La discreción era pues su proverbio. Sólo comerían carne cuando el hambre fuese irresistible y sólo cuando sus víctimas no pudieran ser echadas de menos. Tendrían cuidado en no infectar a otros, para no advertir así de su presencia. Si encontraban a uno solo, ninguno más se expondría a acudir en su ayuda. Eran leyes duras, pero no tan duras como las consecuencias si las rompían.
El resto era paciencia y estaban avezados a cultivarla. Su liberador llegaría alguna vez y si podían sobrevivir hasta entonces, esperarían.
Pocos tenían ninguna pista sobre la forma en que se presentaría. Pero todos conocían su nombre.
—Cabal —le llamaban—. El que deshizo Midian.
Sus plegarias estaban llenas de él.

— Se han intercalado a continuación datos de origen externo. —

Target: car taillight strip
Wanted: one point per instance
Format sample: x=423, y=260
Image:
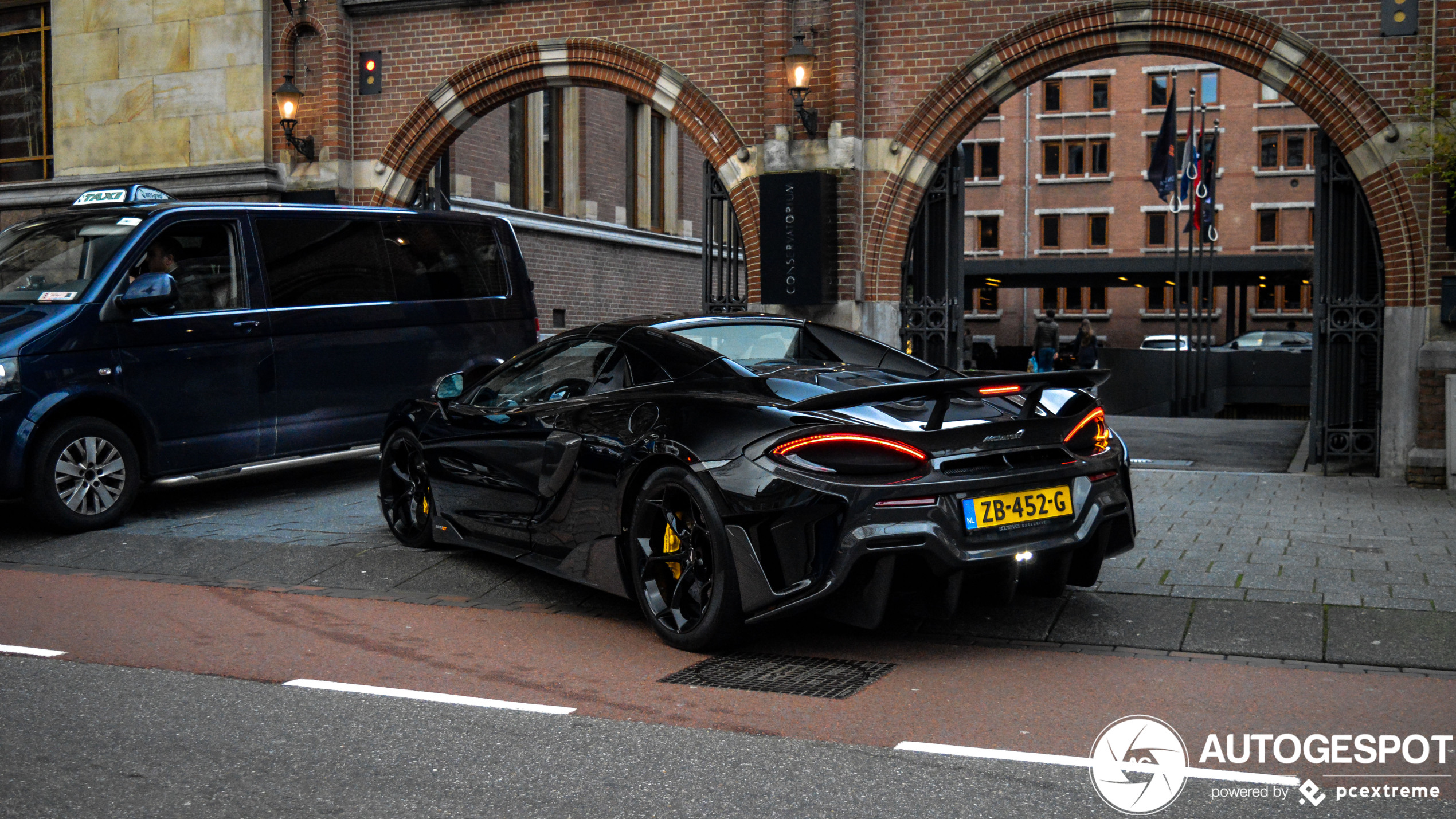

Llegará cuando cambie el viento. Si no es hoy, será mañana.
No habrían rezado tan apasionadamente si hubieran sabido el cambio de mareas que su llegada acarrearía. No habrían rezado en absoluto si hubieran sabido que se rezaban a sí mismos. Pero éstas eran revelaciones para un día posterior. De momento, tenían preocupaciones más simples. Vigilar a los niños que de noche subían a los tejados, cuidar que los afligidos no llorasen demasiado alto, que en verano, los jóvenes no se enamorasen de los humanos. Era toda una vida.